When I wrote last year, in the blog posts and subsequent mailing list discussions, I think the fatal mistake that I made was offering a solution instead of just outlining the problem. If I had limited it to “we need a distributed data store”, instead of “we need a distributed data store like Apache Cassandra“, I think much of the negative reaction could have been avoided. There are several such products out there, and who knows? Maybe one of them would be a much better solution than Cassandra. I only knew that I had gotten a proof-of-concept working with Cassandra, so I wanted to let everyone know that it was indeed possible. I was hoping that others would then present their preferred solution, and we could run a series of tests to evaluate them. And while several people did start discussing their ideas, the majority of the community heard ‘Cassandra’, which made them think ‘Java’, which soured the entire proposal in their minds.

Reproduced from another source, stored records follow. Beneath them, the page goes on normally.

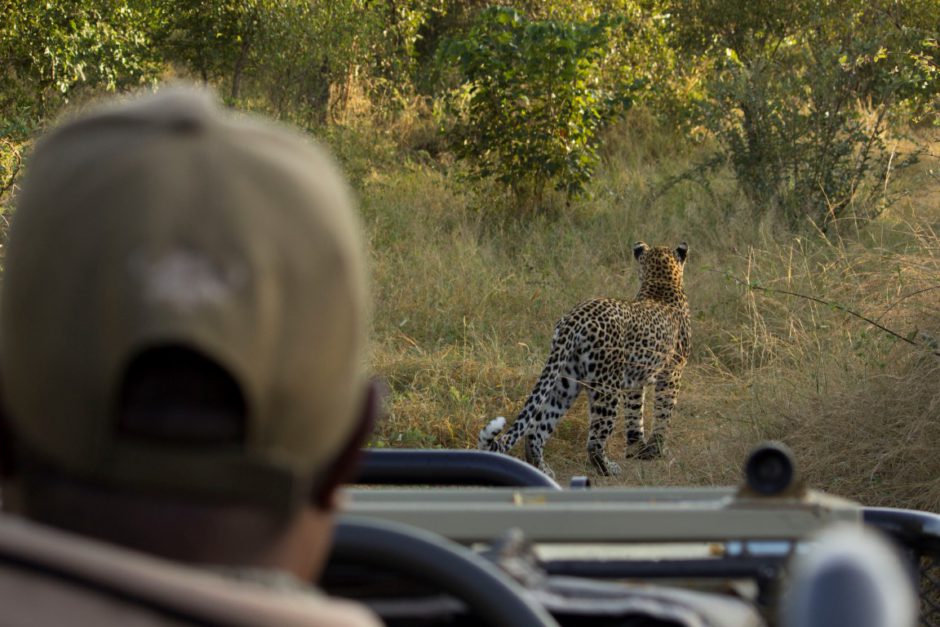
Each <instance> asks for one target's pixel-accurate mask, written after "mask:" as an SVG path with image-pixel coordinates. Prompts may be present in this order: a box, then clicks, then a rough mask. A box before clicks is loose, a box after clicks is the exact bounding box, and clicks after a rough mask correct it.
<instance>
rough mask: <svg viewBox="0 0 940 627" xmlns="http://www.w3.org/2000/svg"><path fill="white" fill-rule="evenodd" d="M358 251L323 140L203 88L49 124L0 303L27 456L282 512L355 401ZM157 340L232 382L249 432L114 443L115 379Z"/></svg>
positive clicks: (114, 420)
mask: <svg viewBox="0 0 940 627" xmlns="http://www.w3.org/2000/svg"><path fill="white" fill-rule="evenodd" d="M362 246H363V245H362V241H361V236H360V224H359V222H358V220H357V218H356V216H355V215H354V211H353V205H352V201H351V199H350V193H349V190H348V189H347V186H346V184H345V183H344V181H343V179H342V177H341V176H340V174H339V172H338V170H337V168H336V167H335V165H334V164H333V162H332V161H331V160H330V159H329V158H328V157H327V156H326V155H325V154H324V153H323V151H321V150H319V149H318V148H316V147H315V146H313V145H312V144H311V143H310V142H308V141H306V140H304V139H303V138H301V137H300V136H299V135H298V134H296V133H293V132H290V131H288V130H286V129H283V128H279V127H276V126H274V125H273V124H268V123H264V122H262V121H259V120H256V119H253V118H245V117H236V116H235V115H234V114H229V113H227V112H223V111H222V110H220V108H219V107H218V106H217V105H216V104H215V102H214V100H213V99H212V98H211V97H210V96H208V95H207V94H205V93H202V92H198V91H195V90H187V89H180V88H175V89H168V90H164V91H163V92H161V93H158V94H156V95H149V96H144V97H141V98H138V99H136V100H133V101H129V102H124V103H119V104H112V105H110V106H107V107H104V108H101V109H98V110H96V111H93V112H91V113H90V114H88V115H85V116H83V117H80V118H78V119H76V120H73V121H71V122H68V123H66V124H64V125H62V126H61V127H60V128H58V129H57V130H55V131H54V132H52V133H51V134H50V135H49V136H48V137H46V138H45V139H44V140H43V141H42V142H40V144H39V145H38V147H37V149H36V151H35V153H34V155H33V157H32V159H31V161H30V164H29V169H28V173H27V177H26V180H25V182H24V185H23V188H22V191H21V193H20V195H19V198H18V207H17V211H16V214H15V216H14V219H13V225H12V227H11V232H10V237H9V241H8V248H7V255H6V270H5V277H4V285H3V292H2V303H0V369H2V370H0V373H2V374H0V376H2V384H3V389H4V392H5V397H6V405H7V410H8V412H9V414H10V416H9V420H10V421H11V423H12V425H13V428H14V430H15V432H16V434H17V441H18V444H19V445H20V446H21V448H22V450H23V454H24V456H26V457H32V456H35V457H37V458H39V459H41V460H42V461H43V462H44V463H45V464H48V465H51V466H53V467H55V468H57V469H58V470H61V471H62V472H65V473H66V474H68V475H69V476H75V477H79V478H84V479H88V480H91V481H95V482H101V483H103V484H105V485H117V486H124V487H130V488H134V489H150V490H157V491H163V492H168V493H171V494H184V495H194V496H196V495H209V496H214V497H219V498H234V499H247V500H250V501H262V502H265V503H269V504H275V505H278V506H281V507H285V508H288V509H292V508H294V507H296V506H297V505H298V504H299V503H300V502H301V501H302V499H304V498H305V497H306V496H307V494H308V493H309V490H310V489H311V485H312V482H313V481H314V478H315V477H317V475H318V473H319V472H321V471H323V470H324V469H325V468H326V467H327V466H328V465H329V464H330V463H331V462H333V461H334V458H335V456H336V455H337V454H338V453H339V451H340V450H341V449H342V448H343V445H344V444H345V443H346V440H347V439H348V438H349V437H350V436H351V434H352V433H353V432H354V430H355V428H356V423H357V418H358V416H359V412H360V410H361V408H362V402H363V398H364V391H365V388H366V382H365V378H364V376H363V373H362V366H363V363H364V359H365V354H364V351H365V337H366V327H367V324H368V320H367V318H368V311H367V309H368V306H367V289H366V278H365V268H364V254H363V249H362ZM162 345H177V346H180V345H181V346H184V347H188V348H191V349H193V350H195V351H198V352H199V353H200V354H202V355H204V356H206V357H208V358H210V359H211V360H212V361H213V362H215V363H216V364H218V365H220V366H221V367H223V368H224V369H225V370H226V371H227V373H228V374H230V375H231V376H232V377H233V378H234V380H235V381H236V382H237V383H238V385H239V387H240V388H241V392H242V394H243V395H244V398H245V402H246V405H247V414H248V417H247V420H248V424H247V425H246V431H247V435H246V436H245V440H246V441H245V442H243V443H239V444H236V445H228V446H217V447H210V448H204V447H196V446H193V445H192V444H189V445H179V444H176V445H174V444H172V443H168V442H162V441H161V442H150V441H147V440H146V439H141V438H129V437H124V436H122V435H120V434H118V432H117V431H118V430H117V429H115V408H116V405H117V402H118V398H117V397H118V395H119V392H120V390H119V388H120V386H121V382H122V375H123V373H124V372H125V370H126V368H127V367H128V364H129V363H131V361H132V360H133V359H134V357H135V356H136V355H139V354H141V352H142V351H145V350H147V349H148V348H152V347H159V346H162Z"/></svg>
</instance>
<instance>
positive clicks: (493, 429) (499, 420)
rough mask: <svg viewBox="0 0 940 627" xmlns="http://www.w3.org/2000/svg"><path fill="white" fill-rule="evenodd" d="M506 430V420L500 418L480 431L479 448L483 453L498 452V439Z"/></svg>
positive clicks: (498, 445)
mask: <svg viewBox="0 0 940 627" xmlns="http://www.w3.org/2000/svg"><path fill="white" fill-rule="evenodd" d="M505 428H506V418H504V417H503V416H499V417H497V418H494V419H493V420H491V421H489V423H487V425H486V426H485V427H483V429H481V430H480V438H479V440H478V441H477V448H478V449H480V450H481V451H497V450H499V443H498V442H497V440H496V438H497V437H498V436H499V434H500V433H502V432H503V429H505Z"/></svg>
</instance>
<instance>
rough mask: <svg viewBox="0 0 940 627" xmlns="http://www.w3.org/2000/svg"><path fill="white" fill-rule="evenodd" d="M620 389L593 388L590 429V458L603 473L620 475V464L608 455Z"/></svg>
mask: <svg viewBox="0 0 940 627" xmlns="http://www.w3.org/2000/svg"><path fill="white" fill-rule="evenodd" d="M618 395H619V391H617V390H604V389H591V391H590V404H591V423H590V426H589V430H588V459H590V460H591V464H593V465H594V468H596V469H597V472H599V473H601V474H602V475H607V476H610V475H619V474H620V466H619V465H618V464H616V463H615V462H613V461H611V459H610V458H609V457H607V451H606V446H607V438H609V437H610V433H611V432H612V431H613V430H614V421H615V420H616V418H617V401H618Z"/></svg>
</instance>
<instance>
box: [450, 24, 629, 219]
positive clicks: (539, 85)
mask: <svg viewBox="0 0 940 627" xmlns="http://www.w3.org/2000/svg"><path fill="white" fill-rule="evenodd" d="M613 27H614V22H612V21H610V20H607V19H605V18H600V19H598V20H595V21H591V22H578V21H570V22H564V21H555V20H540V21H530V20H527V19H526V18H524V17H523V16H522V15H520V14H519V13H518V12H516V11H515V10H513V9H508V8H502V7H494V8H490V9H487V10H485V11H483V12H482V13H481V14H480V15H479V16H478V18H477V20H476V22H475V23H474V25H473V27H472V28H471V29H470V31H469V32H468V33H467V34H466V36H464V37H463V38H461V39H459V40H456V41H452V42H451V43H450V44H449V45H447V46H446V47H445V51H444V53H443V54H444V57H445V58H446V59H448V60H455V61H456V63H457V67H458V69H459V71H460V73H461V75H462V77H463V79H464V81H465V82H464V85H463V87H462V88H461V89H460V90H458V94H459V95H458V97H457V98H455V100H454V101H453V104H455V109H456V111H457V113H458V120H457V122H456V125H455V126H454V127H453V128H452V129H450V130H449V132H450V133H451V134H452V135H451V138H452V140H453V145H454V147H455V150H456V152H457V154H458V155H459V156H460V157H462V158H465V159H468V160H469V161H471V162H472V163H473V164H474V166H475V168H476V172H477V174H479V175H480V176H484V177H488V176H493V177H495V178H496V179H497V180H499V181H500V182H502V183H503V184H505V185H507V186H508V187H509V188H510V189H511V190H512V192H513V194H514V196H515V198H516V200H517V202H518V203H519V204H520V205H521V206H527V205H531V206H535V207H536V208H538V207H540V206H541V203H542V198H543V193H544V189H545V187H546V185H547V184H548V183H549V182H552V183H554V186H555V188H556V189H558V190H561V191H564V192H565V193H566V194H567V195H568V196H569V197H570V196H572V195H575V194H579V193H581V192H583V191H584V186H585V184H586V183H587V181H588V180H589V179H590V177H591V174H592V173H593V171H594V168H595V166H596V164H597V162H598V155H597V146H598V142H599V137H598V132H599V130H600V129H601V127H602V126H603V125H604V123H605V122H607V121H608V120H610V119H611V118H612V117H613V116H614V115H615V114H616V112H617V111H619V110H621V108H622V107H623V106H624V105H626V104H628V102H629V100H628V98H627V97H626V93H627V90H626V89H624V87H623V86H622V85H616V84H615V85H609V86H608V85H603V84H601V81H600V67H601V63H602V61H603V59H604V58H605V56H606V55H607V54H608V49H607V45H606V44H607V42H608V39H609V34H610V30H611V29H612V28H613Z"/></svg>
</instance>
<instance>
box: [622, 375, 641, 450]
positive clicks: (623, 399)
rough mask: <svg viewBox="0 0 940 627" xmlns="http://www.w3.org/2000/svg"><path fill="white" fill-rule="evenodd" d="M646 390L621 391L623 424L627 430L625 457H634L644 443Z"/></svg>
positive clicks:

So forget about Cassandra. It’s not the important thing. But please consider some distributed database for Nova instead of the current design. What does that design buy us, anyway? Failure isolation? So that if a cell goes down or is cut off from the internet, the rest can still continue? That’s exactly what distributed databases are designed to handle. Scalability? I doubt you could get much more scalable than Cassandra, which is used to run, among other things, Netflix and the Apple App Store. I’m sure that other distributed DBs scale as well or better than MySQL. And with a distributed DB, you can then drop the notion of a separate API database and separate cell databases that all have to coordinate with each other to get the information they need, and you can avoid the endless discussions about, say, whether the RequestSpec (the data representing a request to build a VM) belongs in the API layer (since it was received there) or in the cell DB (since that’s where the instance associated with it lives). The data is in the database. Write to it. Query it. Stop making things more complicated than they need to be.